Per la cartella home, i puntini li ho messi io per restare nell'anonimato ^^

----------

## cloc3

 *johnnystuff wrote:*   

> 
> 
> Per la cartella home, i puntini li ho messi io per restare nell'anonimato ^^

 

 :Rolling Eyes: 

ma lo chiami il tuo utente personale, rubyESilvio  :Laughing:  ?

a questo punto, prova a lanciare gnome e vedi se ti riesce ad isolare il colpevole.

occhio e croce c'è qualcosa di anomalo nell'installazione di kde, ma la tua esposizione mette un po' tutti contro tutti e aiuta poco a trovare il guasto.

----------

## johnnystuff

di sti tempi, con gli agenti infiltrati della gestapo che girano per internet e i khmer rossi che mangiano i niubbi come me non si può mai sapere, meglio non rischiare   :Shocked: 

gnome non ce l'ho, una volta avevo fluxbox ma l'ho disinstallato, in pratica ho solo kde. A proposito, avevo installato anche openbox e provato a configurarlo "su kde" ma anche lui è stato eliminato. Il problema principale è che kdm parte alla fine del processo di boot (è il suo compito direi) e quindi non posso provare a lanciare neanche uno startx o a modificare il wm. Al limite potrei eliminare kdm ma secondo me il problema è a monte, tipo dbus (che è in default) o semplici config di kdm o init chessò. 

se mi dici che log guardare o altro che si possa fare da livecd sarebbe già d'aiuto per iniziare a capirci qualcosa

----------

## djinnZ

 *johnnystuff wrote:*   

> khmer

 continuo a pensare che l'applicazione dei metodi Sal Sar a tutti i cosiddetti "politici" (in senso molto lato e partendo dal basso, quindi a partire da portaborse, lecchini, sindacalisti, giornalisti etc.) risolverebbe non pochi problemi: ambientali, economici e spirituali (saremmo molto più di buonumore). Ma dobbiamo accontentarci.

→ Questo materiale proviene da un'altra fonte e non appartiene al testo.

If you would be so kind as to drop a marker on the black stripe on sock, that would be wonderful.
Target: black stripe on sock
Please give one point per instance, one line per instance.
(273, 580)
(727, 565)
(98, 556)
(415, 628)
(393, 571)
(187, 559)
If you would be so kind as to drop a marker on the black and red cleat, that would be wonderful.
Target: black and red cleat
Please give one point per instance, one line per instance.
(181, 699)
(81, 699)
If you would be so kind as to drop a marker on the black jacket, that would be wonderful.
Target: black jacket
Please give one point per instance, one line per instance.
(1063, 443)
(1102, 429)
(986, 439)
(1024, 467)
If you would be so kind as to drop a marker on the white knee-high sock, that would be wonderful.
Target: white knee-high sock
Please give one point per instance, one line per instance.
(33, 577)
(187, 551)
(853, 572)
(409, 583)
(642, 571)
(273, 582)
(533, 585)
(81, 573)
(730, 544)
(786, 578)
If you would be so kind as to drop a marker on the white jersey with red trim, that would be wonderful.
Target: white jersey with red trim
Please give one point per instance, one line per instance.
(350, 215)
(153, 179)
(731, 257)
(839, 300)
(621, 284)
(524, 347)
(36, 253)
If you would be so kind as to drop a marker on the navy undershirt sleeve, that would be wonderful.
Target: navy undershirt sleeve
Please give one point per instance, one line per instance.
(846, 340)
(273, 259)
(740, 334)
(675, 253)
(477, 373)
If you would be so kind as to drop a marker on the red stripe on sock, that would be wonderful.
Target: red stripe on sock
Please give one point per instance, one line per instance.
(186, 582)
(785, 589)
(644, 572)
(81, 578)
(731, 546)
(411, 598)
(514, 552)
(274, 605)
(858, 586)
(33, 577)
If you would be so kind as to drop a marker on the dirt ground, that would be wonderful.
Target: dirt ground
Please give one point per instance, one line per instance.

Se non è un banale problema di driver xorg mi puzza di vecchio maledetto errore di libreria alla sostituzione dei driver open con i proprietari senza aver prima dato eselect opegl set xorg-x11.

Prova a vedere se non ti è rimasto qualche link simbolico balordo in giro (qlist pacchetto) e ricompila i driver (questo è certo, i driver di x11, ovviamente) e non ricordo quale altro pacchetto di libreria.

Bada che se kdm invece parte ma ti si blocca tutto dopo il login non è colpa di kdm ma del noto problema di conversione delle configurazioni da kde 4.4 a 4.6. L'unica è ripartire da zero, (o se non sei avvezzo ad altri trastulli potresti copiare cartella .kde e/o .kdevattelappesca da qualche altra parte, riavviare, ricreare la conf e provare a sovrapporre un file alla volta).

----------

## matthew_s

Io personalmente ho avuto lo stesso problema e l'ho risolto oggi.

Il mio sistema funzionava bene fino a quando non si avviava kdm , che bloccava la tastiera. 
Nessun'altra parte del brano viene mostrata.